26 May 2013

Jet spotter of the track (racing cars)

What sort of running blog is this, when I have no running to write about? I have spent two days working on the vegetable patch and the cars, which leaves no time for running but plenty of scope for commenting on cars. And I also took time to watch the highlights of the Monaco Grand Prix, giving me an excuse to embed a piece by John Otway. A dominant performance in the race, but not a patch on '72. There will never be a race like that again.

Imminent annual tests forced me to give the cars my undivided attention. First, the MGF: the RAC patrolman who recently solved its little no-starting problem observed that the engine oil was past its best, which I had suspected for a while. Obviously it had not been changed for a long time before we bought it. That bodes ill for its emissions levels, so oil, oil filter and air filter would have to be changed - I haven't looked at the plugs yet, and perhaps I should - and something would have to be done about the handbrake. Plus, the driver's side door mirror was cracked when we bought the car and that is a test fail.

The Renault also displays signs of exhausted engine oil - a very noisy tickover from cold, until the oil gets round the system. So an oil change (and a new filter) was indicated there too, plus an air filter. All pretty simple, no?

No, not really. Neither car has enough ground clearance to accommodate the special receptacle that I have used for about 35 years to catch the old oil, which replaced a gallon oil can with an aperture cut out of it. Which in turn was a solution that replaced positioning the car over a convenient storm drain grate - but that was never an approach that I adopted. So I had to jack them, both of them, and - would you believe it - I could find my trolley jack but not its handle, so I raised the cars on the scissors jacks from their toolkits. And got my work done quickly rather than bother with axle stands - although tomorrow, when I have to remove wheels, it will another story.

The sump plug on the MG is conveniently located on the front side of the sump, close to the offside rear wheel, and takes a 15mm socket (and, in my case, a sharp tap with a heavy hammer to turn said socket). The filter is just over from it, towards the centre of the car. A doddle. The Renault's, by contrast, is masked by a large plastic undertray which miraculously is provided with a hole under the sump plug. Socket? No, it requires an 8mm square drive thingie, which fortunately I have in my toolbox (bought to do this job on a Fiat Panda in the mid-80s). A Sykes Pickavant thingie, at that. But how to offer that up to a plug you can't see, when it won't fit in a socket? Hold the other square end in an adjustable spanner, seems to be the answer. Loosen the plug, and be prepared for a deluge way beyond the capacity of the receptacle to swallow it. Result: black, grotty, used oil on the drive.
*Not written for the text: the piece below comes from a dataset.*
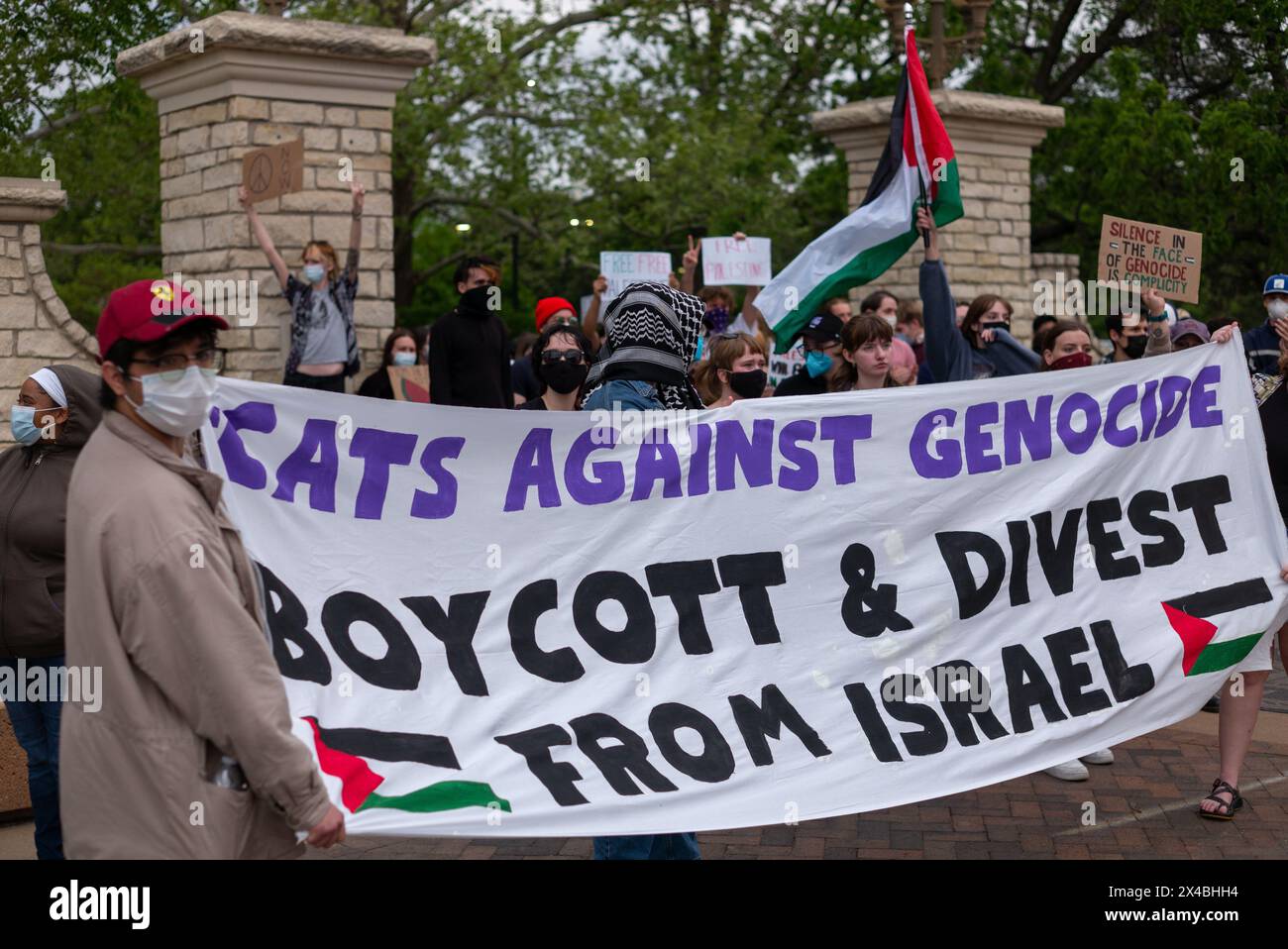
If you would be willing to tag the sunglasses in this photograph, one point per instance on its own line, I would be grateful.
(552, 356)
Renault thoughtfully place the oil filter in plain sight just inside the bonnet, so no problems there. Except that unscrewing it causes a trickle of old oil to escape - of course, fully expected - with nowhere to go. There is no hole in the undertray corresponding to the filter. Fail.

As for the air filters, don't get me started. The MG shows signs of having been built around this component. It cannot be removed by entering through the aperture in the boot which gives access to coolant and oil fillers - it is possible to undo the clips from here but not to separate the box and remove the filter. The engine cover has to come off - unfasten the hood from the back of the cockpit, remove carpet and soundproofing, then unscrew ten or so 10mm bolts (two missing on my example, which might explain why the engine is loud) and take off the metal cover. This is also necessary, incidentally, to get to the oil filler cap (the satellite filler reached through the boot being incapable of taking on 4.5 litres at any reasonable rate). Then the air filter can be wrangled out and a new one put in. The new one is nice and white and clean: the old on black, confirming the wisdom of carrying out this operation before emissions are tested.
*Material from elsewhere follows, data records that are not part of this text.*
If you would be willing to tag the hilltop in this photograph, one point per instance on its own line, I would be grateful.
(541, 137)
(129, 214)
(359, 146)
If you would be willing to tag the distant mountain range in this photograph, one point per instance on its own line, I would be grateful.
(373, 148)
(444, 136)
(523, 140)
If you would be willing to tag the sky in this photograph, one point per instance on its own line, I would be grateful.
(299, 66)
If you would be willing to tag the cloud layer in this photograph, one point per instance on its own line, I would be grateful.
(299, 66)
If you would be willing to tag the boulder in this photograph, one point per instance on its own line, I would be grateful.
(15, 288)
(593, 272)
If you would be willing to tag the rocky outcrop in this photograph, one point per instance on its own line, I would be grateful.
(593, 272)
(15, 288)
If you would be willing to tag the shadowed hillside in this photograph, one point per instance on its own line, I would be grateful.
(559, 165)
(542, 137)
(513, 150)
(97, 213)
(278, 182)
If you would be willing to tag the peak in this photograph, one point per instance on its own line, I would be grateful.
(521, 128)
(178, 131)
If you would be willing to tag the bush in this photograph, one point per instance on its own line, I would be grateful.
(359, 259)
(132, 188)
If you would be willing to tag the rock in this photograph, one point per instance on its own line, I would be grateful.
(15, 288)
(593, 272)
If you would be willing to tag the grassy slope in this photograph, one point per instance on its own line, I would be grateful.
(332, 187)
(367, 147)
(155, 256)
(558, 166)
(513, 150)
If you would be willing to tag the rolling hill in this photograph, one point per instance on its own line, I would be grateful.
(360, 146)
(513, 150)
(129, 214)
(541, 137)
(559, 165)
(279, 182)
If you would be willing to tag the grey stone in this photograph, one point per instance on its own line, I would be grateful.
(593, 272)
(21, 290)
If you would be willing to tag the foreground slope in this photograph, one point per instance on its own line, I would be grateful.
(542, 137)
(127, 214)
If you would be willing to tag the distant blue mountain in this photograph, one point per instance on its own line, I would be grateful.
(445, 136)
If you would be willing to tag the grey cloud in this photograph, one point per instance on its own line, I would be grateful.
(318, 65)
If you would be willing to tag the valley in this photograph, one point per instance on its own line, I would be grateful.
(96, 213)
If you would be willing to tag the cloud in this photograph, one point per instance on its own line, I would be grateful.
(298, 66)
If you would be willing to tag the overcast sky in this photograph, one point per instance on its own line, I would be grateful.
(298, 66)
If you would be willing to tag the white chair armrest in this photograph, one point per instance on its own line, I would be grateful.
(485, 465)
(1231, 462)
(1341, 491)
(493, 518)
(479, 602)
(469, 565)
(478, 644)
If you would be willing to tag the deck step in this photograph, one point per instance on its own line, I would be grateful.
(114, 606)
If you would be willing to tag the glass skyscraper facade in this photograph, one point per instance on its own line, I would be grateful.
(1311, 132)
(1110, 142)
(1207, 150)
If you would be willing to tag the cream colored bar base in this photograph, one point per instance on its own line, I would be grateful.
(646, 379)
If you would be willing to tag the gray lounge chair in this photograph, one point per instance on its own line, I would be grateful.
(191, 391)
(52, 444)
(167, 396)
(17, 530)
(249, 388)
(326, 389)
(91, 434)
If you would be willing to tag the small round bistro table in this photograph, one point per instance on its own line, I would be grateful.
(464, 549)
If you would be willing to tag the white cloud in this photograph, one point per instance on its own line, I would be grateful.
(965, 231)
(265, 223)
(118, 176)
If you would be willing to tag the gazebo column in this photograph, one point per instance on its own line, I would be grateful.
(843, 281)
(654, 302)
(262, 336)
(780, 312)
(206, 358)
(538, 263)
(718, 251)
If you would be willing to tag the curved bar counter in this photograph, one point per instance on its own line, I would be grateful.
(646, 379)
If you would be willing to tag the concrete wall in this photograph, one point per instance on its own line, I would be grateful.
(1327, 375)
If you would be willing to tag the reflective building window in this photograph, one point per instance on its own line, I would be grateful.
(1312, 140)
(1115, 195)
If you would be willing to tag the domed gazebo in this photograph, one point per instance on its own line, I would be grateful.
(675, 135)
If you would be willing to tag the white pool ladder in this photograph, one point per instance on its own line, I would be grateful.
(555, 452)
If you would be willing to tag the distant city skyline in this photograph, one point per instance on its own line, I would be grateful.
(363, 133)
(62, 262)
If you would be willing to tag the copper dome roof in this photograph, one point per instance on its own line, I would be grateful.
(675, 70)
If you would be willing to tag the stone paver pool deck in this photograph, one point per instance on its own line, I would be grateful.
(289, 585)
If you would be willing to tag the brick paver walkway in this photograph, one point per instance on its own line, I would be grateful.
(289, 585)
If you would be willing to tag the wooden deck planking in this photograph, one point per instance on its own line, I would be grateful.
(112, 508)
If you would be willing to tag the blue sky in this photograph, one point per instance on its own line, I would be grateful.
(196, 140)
Renault's air filter looks, superficially, much more accessible. The owner's manual says unclip the trunking that funnels in the air, then unfasten two screws at the back. Removing the trunking allows a substantial plastic box to be removed - but I celebrated too soon, as this is merely an expansion box and the filter casing is held in place by those two screws, which are in fact under the scuttle so not exactly easy to get to. Worse, because this is a Renault they are not screws in the conventional sense, with a slot or cross head to get a driver onto: they are star drive affairs, referred to generically by ISO 10664 as "hexalobular internal" but commonly called Torx which is of course a proprietary name and should not be used generically, and they require a bit that fits into a socket - but one has to attack them across the width of the car, not from the front, so it's not easy to keep the bit engaged with the screw. Madness. Alternatively, a hexalobular internal screwdriver will do the job - but the one I have at my disposal, from a recently-scrapped Renault's toolkit, is mysteriously bent and the points of the star are chewed up. Cue much cursing, aimed largely at French car designers (reminding me of when I called the RAC out to my Citroen Dyane because it was making an unnerving noise: "I can tell you what's wrong with that", said the patrolman at a glance, from a distance of about 20 yards. "What's that?" said I, highly impressed. "It's a Citroen" he replied.)

Both cars run much more happily with new oil and filters, and the feeling of satisfaction is reward in itself. Mechanic's high, perhaps. Now for the brake pads.